World Wires

Mystery surrounds blast at Mexico oil giant Pemex that killed 33

 

McClatchy Newspapers

“Three months later, we still don’t have any ‘causa raiz’ (root cause) identified,” said George Baker, publisher of Mexico Energy Intelligence, a Houston-based report.

Gangsters also feed off Pemex. In one six-month period in 2012, crime syndicates stole more than 1.8 million barrels of oil from the company in more than 800 incidents, many of them involving illegal taps on pipelines.

President Enrique Pena Nieto, who came to office two months ago, has pledged to open the languishing energy sector to private investment, perhaps through a constitutional reform to ditch a ban on direct foreign participation. The powerful oil workers union, set up by the now-ruling Institutional Revolutionary Party, or PRI, is opposed to many facets of the reform.

Pena Nieto and a steady stream of cabinet-rank officials toured the blast site and the hospitals that were tending to the scores of injured. Also appearing amid the rubble were the chiefs of the army, navy and national intelligence agency.

“It’s a national security facility, one of the most important in the country even though it isn’t an industrial site,” said Christian Ehrlich, director of intelligence for Riskop, a Monterrey-based intelligence firm.

Ehrlich urged caution in analyzing the blast, but noted: “At the beginning of each administration, sometimes there are events that could be seen as a ‘show of force.’”

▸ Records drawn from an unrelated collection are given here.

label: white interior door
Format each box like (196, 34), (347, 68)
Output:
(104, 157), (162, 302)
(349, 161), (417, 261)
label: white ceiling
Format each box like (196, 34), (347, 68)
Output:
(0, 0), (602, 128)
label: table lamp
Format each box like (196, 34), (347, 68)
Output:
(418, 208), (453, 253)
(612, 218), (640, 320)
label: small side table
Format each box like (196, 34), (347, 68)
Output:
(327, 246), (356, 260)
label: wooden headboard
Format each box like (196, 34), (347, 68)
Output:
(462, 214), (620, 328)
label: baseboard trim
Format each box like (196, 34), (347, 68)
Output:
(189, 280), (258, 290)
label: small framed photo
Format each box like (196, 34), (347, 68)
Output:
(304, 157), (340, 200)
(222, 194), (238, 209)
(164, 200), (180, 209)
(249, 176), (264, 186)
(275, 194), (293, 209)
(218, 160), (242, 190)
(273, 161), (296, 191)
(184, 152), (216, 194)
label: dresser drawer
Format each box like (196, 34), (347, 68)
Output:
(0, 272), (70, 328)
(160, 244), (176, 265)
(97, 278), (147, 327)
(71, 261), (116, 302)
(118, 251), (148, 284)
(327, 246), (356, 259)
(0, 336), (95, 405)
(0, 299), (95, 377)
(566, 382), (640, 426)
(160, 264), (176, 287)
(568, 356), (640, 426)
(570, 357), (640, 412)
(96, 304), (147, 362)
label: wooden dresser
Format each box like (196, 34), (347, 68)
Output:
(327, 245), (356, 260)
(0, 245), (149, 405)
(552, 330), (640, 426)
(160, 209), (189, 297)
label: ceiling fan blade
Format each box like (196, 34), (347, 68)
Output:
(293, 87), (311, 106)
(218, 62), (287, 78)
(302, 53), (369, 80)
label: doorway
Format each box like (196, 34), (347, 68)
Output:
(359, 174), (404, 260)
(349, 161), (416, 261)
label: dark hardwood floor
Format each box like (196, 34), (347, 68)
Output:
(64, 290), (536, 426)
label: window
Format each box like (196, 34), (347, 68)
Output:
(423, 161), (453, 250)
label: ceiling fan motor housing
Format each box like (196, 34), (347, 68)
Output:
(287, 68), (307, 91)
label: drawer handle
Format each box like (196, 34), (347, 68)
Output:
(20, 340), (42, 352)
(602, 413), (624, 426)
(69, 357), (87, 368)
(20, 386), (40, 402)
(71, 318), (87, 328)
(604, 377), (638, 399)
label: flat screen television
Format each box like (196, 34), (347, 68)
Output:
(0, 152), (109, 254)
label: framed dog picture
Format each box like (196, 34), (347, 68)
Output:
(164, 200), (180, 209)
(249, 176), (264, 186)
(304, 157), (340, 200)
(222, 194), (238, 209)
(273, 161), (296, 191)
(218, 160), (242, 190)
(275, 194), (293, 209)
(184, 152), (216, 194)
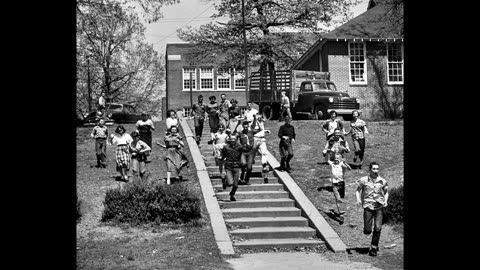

Small clandestine armed groups have attacked Pemex installations in the past. One of them, the People’s Revolutionary Army, or EPR for its Spanish initials, claimed to be behind a number of pipeline bombings half a decade ago. The group issued a statement late Thursday denying any link to the latest explosion.

Still, the more that Pena Nieto and other government officials urged the citizenry to desist from speculating about the cause of the blast, the more social media pulsated with talk that sabotage might have been involved.

“The tragedy of the Pemex tower has returned us to the culture of suspicion,” Francisco Garfias wrote in the Excelsior newspaper. “Pena Nieto felt obliged to ask not to speculate over what occurred. It did no good.”

Pemex has been at the center of several accidents with huge numbers of fatalities in the past three decades.

When a Pemex natural gas plant on the outskirts of Mexico City blew up in 1984, more than 500 people were killed in the catastrophic explosions.

On April 22, 1992, in Mexico’s No. 2 city, Guadalajara, gasoline leaked into sewers under the streets, triggering explosions over four hours that killed 252 people, tore up five miles of streets and left 15,000 people homeless.

While Pemex was implicated in the disaster, no full report was ever given.

“I don’t think the outcome was ever shown with any transparency,” Baker said.